- Born: 25 January 1943 (age 82) Dublin, Ireland
- Occupation: Actor
- Years active: 1964–present

= Eamon Morrissey (actor) =

Irish actor (born 1943)

Eamon Morrissey (born 25 January 1943) is an Irish actor, best known for his comic performances on stage and television. He currently plays Cass Cassidy in Fair City.

==Early life==
An only child, Morrissey was born in Dublin and grew up in the suburb of Ranelagh. His parents encouraged his early interest in stage performance and he won several medals for his recitations at the Feis Ceoil. While still in his teens and a pupil at Synge Street CBS, Morrissey worked part-time as a stage manager in various Dublin theatres. He left school before sitting the Leaving Certificate in order to try his hand at acting in London. After spending several years there doing odd jobs, he was chosen for the part of Ned, the emigrant, in the 1964 world première of Brian Friel's Philadelphia, Here I Come!.

==Career==

===Stage===
Philadelphia, Here I Come! later became a huge success on Broadway and Morrissey enjoyed a lengthy sojourn in the United States as a member of the cast. In July 1967, another Friel play, Lovers, opened at the Gate Theatre in Dublin with Morrissey in the leading role of Joe.

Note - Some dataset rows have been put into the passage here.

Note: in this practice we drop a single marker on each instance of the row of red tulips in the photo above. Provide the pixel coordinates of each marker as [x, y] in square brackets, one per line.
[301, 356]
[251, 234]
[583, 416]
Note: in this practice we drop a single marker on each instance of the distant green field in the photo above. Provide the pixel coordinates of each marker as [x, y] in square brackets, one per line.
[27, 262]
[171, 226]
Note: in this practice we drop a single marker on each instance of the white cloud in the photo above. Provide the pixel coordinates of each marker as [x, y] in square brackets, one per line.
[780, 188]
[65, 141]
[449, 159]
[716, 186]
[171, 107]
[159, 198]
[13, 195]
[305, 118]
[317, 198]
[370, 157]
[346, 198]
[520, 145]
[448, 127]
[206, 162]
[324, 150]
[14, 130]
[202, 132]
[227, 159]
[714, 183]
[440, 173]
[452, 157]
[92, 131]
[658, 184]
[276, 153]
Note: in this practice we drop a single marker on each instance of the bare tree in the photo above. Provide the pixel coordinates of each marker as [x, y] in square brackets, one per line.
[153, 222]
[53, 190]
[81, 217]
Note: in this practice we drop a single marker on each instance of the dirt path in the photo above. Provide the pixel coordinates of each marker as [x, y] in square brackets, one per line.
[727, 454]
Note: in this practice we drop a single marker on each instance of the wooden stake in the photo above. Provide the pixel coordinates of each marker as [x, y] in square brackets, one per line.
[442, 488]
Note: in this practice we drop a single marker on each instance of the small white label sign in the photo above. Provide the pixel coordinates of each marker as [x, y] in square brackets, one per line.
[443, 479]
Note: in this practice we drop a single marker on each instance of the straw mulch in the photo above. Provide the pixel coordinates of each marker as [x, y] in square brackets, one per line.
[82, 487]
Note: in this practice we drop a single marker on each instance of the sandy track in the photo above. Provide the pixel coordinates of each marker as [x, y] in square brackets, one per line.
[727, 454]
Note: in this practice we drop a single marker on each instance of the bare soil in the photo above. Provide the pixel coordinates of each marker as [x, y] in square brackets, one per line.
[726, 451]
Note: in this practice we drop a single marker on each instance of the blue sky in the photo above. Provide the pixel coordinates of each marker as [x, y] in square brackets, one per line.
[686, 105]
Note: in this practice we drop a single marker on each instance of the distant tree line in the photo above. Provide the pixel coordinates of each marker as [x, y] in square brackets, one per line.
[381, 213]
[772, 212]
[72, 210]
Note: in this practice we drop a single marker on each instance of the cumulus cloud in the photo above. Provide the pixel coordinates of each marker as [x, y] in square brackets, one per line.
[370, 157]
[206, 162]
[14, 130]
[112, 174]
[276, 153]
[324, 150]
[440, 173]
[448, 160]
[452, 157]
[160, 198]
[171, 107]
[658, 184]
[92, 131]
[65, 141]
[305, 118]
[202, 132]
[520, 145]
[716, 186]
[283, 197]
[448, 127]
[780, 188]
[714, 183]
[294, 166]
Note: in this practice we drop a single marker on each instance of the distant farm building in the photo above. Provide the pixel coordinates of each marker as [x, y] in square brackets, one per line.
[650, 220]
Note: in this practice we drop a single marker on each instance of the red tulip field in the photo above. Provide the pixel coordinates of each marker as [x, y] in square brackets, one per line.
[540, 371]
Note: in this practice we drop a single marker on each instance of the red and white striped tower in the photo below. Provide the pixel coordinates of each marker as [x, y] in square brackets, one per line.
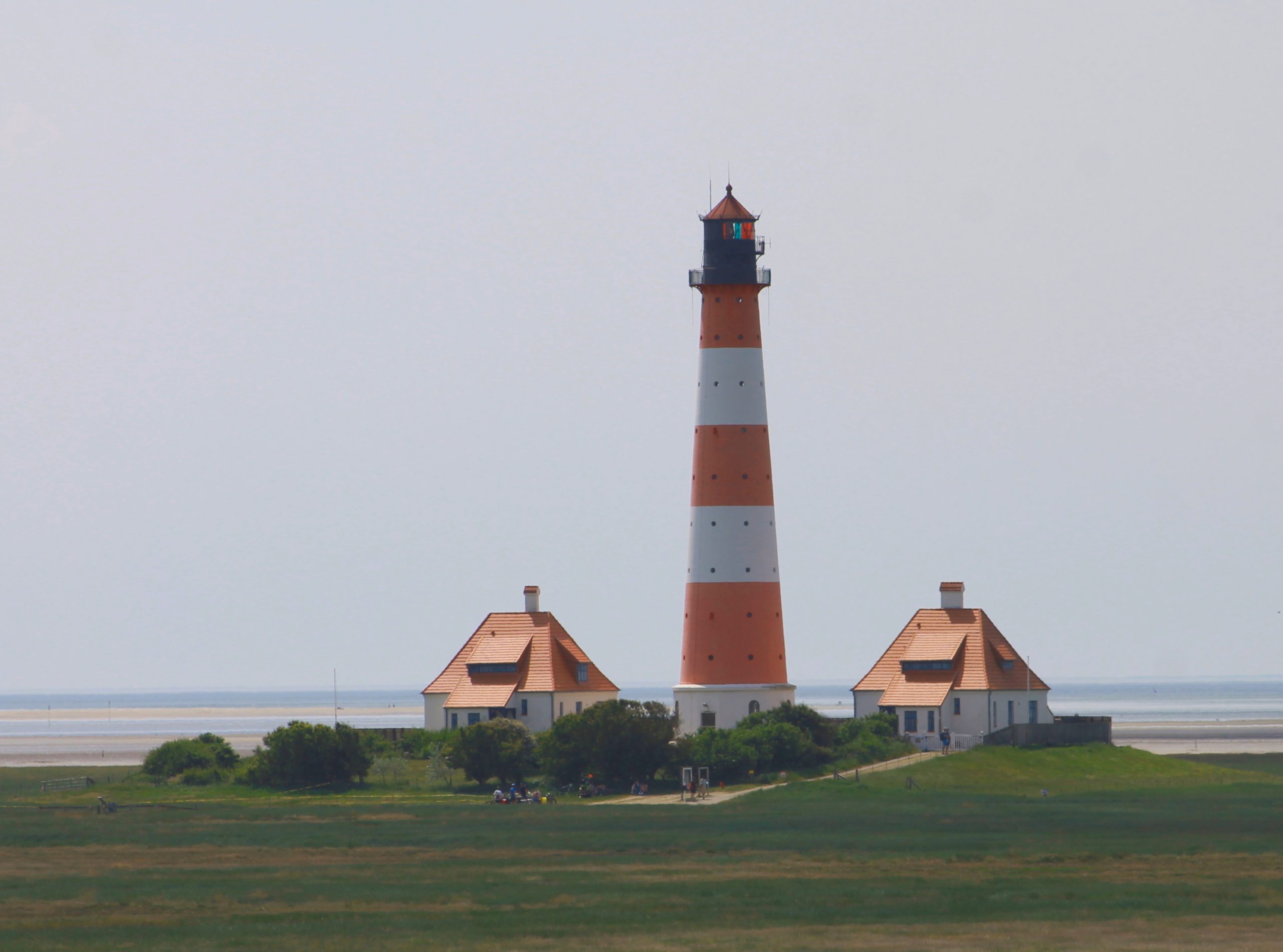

In 1974, Morrissey adapted the satirical writings of Brian O'Nolan into a successful one-man show entitled The Brother. In his two-hour solo performance, Morrissey portrays a "porter-swilling, nose-picking pub philosopher with ingenious solutions to the world's problems". The Brother continues to be an enduring hit with audiences throughout the world. Morrissey went on to create two more one-man shows, Patrick Gulliver, drawn from the works of Jonathan Swift, and Joycemen, which features various characters from James Joyce's Ulysses.

===Television===
In 1977, Morrissey won a Jacob's Award for his performances in Frank Hall's long-running satirical TV series, Hall's Pictorial Weekly. Each week he appeared as a variety of grotesque characters, most notably The Minister for Hardship (based on the then-Finance Minister, Richie Ryan). Two decades later, he appeared as Father Derek Beeching in "Speed 3", an episode of Channel 4's sitcom Father Ted.

In 2009, Morrissey returned to prime-time Irish television as Cass Cassidy in the RTÉ One soap opera, Fair City. In 2011, Morrissey was among the nominees for Best Supporting Actor at the annual Irish Film and Television Awards (IFTAs) for his role in Fair City.

===Film===
Morrissey's most significant movie appearance to date came in 1986 when he took the central role of Arthur in Peter Ormrod's Eat the Peach.